I’ve used “Whale Shark” in my vocabulary for years, but I hope to start to coin this into the SMB vernacular. “HoldCo” is a great term, but not all Whale Sharks have holding companies or find forming them necessary. Yet, they are systematically buying multiple SMBs.

I believe the Whale Shark answers the Silver Tsunami, the Boomer stereotype 1-biz-owner with no employee capable of filling their shoes. Whale Sharks are pros and can inhale 10 of them. They’re sophisticated. They’re tech-savvy. They are financially savvy. They can operate.

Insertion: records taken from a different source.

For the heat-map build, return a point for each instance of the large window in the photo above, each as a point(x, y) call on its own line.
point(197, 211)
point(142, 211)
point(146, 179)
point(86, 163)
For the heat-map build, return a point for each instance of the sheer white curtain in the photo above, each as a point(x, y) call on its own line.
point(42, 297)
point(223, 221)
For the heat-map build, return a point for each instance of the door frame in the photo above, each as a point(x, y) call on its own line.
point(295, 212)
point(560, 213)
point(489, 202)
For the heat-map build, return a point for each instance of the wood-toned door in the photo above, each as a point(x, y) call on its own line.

They’re the solution; how the tsunami will be contained when there are not enough Millennial Buyers with the skills/means to buy the $10 Trillion of SMBs from Boomers. The emerging school of Whale Sharks will pick up the slack and become the SMB Elite, the giants of SMB.

This concept leads to a series of interviews and a book. I would like to write a book where the 1st half teaches the skills and strategies of Whale Sharks and how to become one, and the 2nd half is interviews with the best Whale Sharks.

Lastly, Bison Business, the PAGD Newsletter, and everything I’ve been building as a provider in this space has been with Whale Sharks on my mind.

I hope our team becomes “Whale Shark Whisperers” and helps many grow to enormous sizes as repeat customers as they Search, Buy, & Sell.

Please chime in. Expand on these thoughts. Ask questions. Tell me what kind of Whale Shark you want to be. Let’s grow together. Let’s build wealth while saving jobs, preserving legacies, modernizing small businesses, and strengthening the backbone of our economy.